No prefácio desta coletânea, Joaquim Ferreira dos Santos, citando Antonio Candido, observa que era o início de uma raça de “cães vadios, livres farejadores do cotidiano, batizados com outro nome vale-tudo: crônica”. Por outro lado, um bando crescente de gente ávida por notícias, poesia e esperança, num mundo em movimento vertiginoso, carecia, para sobreviver, dos serviços inestimáveis dessa raça fiel e inquieta. No popular: “junta-se a fome com a vontade de comer”. Dessa forma, eruditos como Alencar e Machado, sem se limitarem ao círculo fechados da sociedade intelectualizada, passam a se misturar e serem conhecidos na leitura rápida de quem toca para o trabalho num bonde ou numa última caminhada pelas ruas esburacadas da cidade. Lima Barreto, em Queixa de defunto, mistura humor à sua crítica social, por exemplo. Assim, o cronista encaminha ao prefeito a carta de um defunto, vitimado pelos solavancos sofridos no caminho até o cemitério, proibido que fora de entrar no céu, por estar todo machucado, como se fosse um baderneiro qualquer. João do Rio fotografa a cidade e documenta com sua câmera de repórter os diversos tipos sociais que vai encontrando, transitando deste uma amizade com O mendigo original, até às altas rodas da frivolidade urbana da moda e dos salões. Aqui também se pode acompanhar como, por exemplo, Rubem Braga revela-se e é reconhecido como expoente da literatura brasileira a partir de sua opção predominante e quase exclusiva pelo gênero.

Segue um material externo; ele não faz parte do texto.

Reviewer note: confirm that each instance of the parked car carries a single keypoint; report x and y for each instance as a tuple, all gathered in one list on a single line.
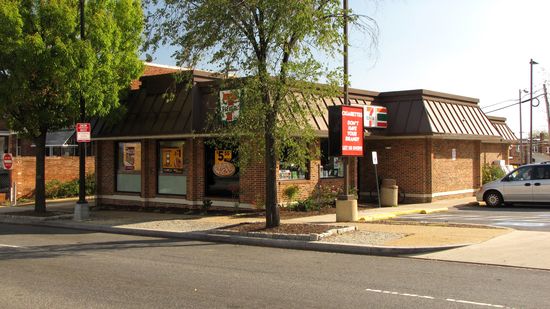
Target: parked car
[(527, 184)]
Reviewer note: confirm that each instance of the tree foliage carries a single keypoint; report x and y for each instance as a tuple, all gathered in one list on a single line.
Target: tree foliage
[(282, 47), (45, 66)]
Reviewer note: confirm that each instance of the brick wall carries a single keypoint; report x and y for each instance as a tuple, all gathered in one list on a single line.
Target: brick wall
[(406, 161), (459, 174), (60, 168), (492, 152)]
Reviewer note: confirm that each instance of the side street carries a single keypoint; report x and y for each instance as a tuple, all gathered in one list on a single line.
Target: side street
[(378, 232)]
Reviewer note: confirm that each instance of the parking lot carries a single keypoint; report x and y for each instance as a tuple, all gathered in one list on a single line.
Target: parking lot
[(520, 217)]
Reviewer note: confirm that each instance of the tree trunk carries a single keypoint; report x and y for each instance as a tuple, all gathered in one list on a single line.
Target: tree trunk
[(272, 218), (40, 183)]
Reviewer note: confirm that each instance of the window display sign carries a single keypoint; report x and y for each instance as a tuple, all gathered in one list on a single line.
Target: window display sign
[(229, 106), (129, 158), (376, 116), (222, 163), (346, 130), (172, 160)]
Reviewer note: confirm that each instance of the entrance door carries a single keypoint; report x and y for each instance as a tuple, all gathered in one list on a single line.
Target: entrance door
[(222, 173)]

Várias crônicas aqui reunidas poderiam figurar em outras coletâneas, como de contos, de poesia (em prosa) ou até de ficção científica. Ver, por exemplo, O dia de um homem em 1920 que, apesar de um caráter predominantemente ficcional, inicia-se com um trecho em formato de notícia: “…Diante desses sucessivos inventos e da nevrose de pressa hodierna, é fácil imaginar o que será o dia de um homem superior dentro de dez anos, com este vertiginoso progresso que tudo arrasta…” Trata-se de um homem que tendo todas as facilidades da modernidade envelhece e morre precocemente sem ter tempo para sonhar. O tom de crônica reside na introdução em forma jornalística e a fixação de tempo, um dia na vida do homem superior, ou moderno. A modernidade, tendo a cidade como importante protagonista, perpassa todo livro em discussão, problematiza tanto as questões sociais de contexto histórico quanto à condição humana de escritor e leitor viventes nesse universo concreto ou imaginado.

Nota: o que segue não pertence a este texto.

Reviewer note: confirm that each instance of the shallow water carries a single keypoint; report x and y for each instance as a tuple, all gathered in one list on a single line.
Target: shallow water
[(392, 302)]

A abordagem panorâmica de escritores traz boas surpresas. O leitor provavelmente irá se deparar com nomes resgatados da memória, ou desconhecidos, e mesmo os mais familiares poderão revelar novas facetas. É também a chance de se apurar o gosto de ler e as preferências temáticas. Estas, mesmo que menos relevantes, num conjunto como esse, ganham um delicioso tom, pelo menos, de curiosidade. Quem, por mais indiferente que seja pela paixão nacional futebolística, não se diverte e não se envolve com Complexo de vira-latas, de Nelson Rodrigues, ou com O time de Neném Prancha, de João Saldanha?
Do banal ao sublime
O diferencial da notícia nua e crua para a crônica enquanto gênero revela-se no aspecto lingüístico, propriamente dito. Ou seja, na maneira com que a palavra se articula para revelar do banal ao sublime, do fotográfico ao desfocado lírico ou filosófico. Por vezes, a voz predominante narrativa a discorrer fatos sobre fatos ganha ares de voz lírica de um sujeito carregado de letras e emoções inesperadas para um leitor sem tempo para delongas, com pressa de viver. “Repouso a cabeça no teu peito, ao som do mar descem as nuvens do céu para me cobrir. Nem mais um sofrimento! Um sono fecha-me as pálpebras, como se borboletas, que dormisse.” Este fragmento de Página das páginas revela o poeta Marques Rabelo, por exemplo. Raquel de Queiroz, em prosa poética, discute a condição feminina de ser dependente de cuidar do “outro”, em Talvez o último desejo: “E assim, em vez da bela solidão e da música, a triste alma tem mesmo é que se debater nos cuidados, vigiar e amar, e acompanhar medrosa e impotente a loucura geral, o suicídio geral”. Faz, ainda, uma alusão à relação escritor-leitor, numa submissão voluntária e numa dependência tão intensas quanto às familiares: “…e adular o público, e os amigos e mentir sempre que for preciso, e jamais e dedicar a seus desejos secretos”.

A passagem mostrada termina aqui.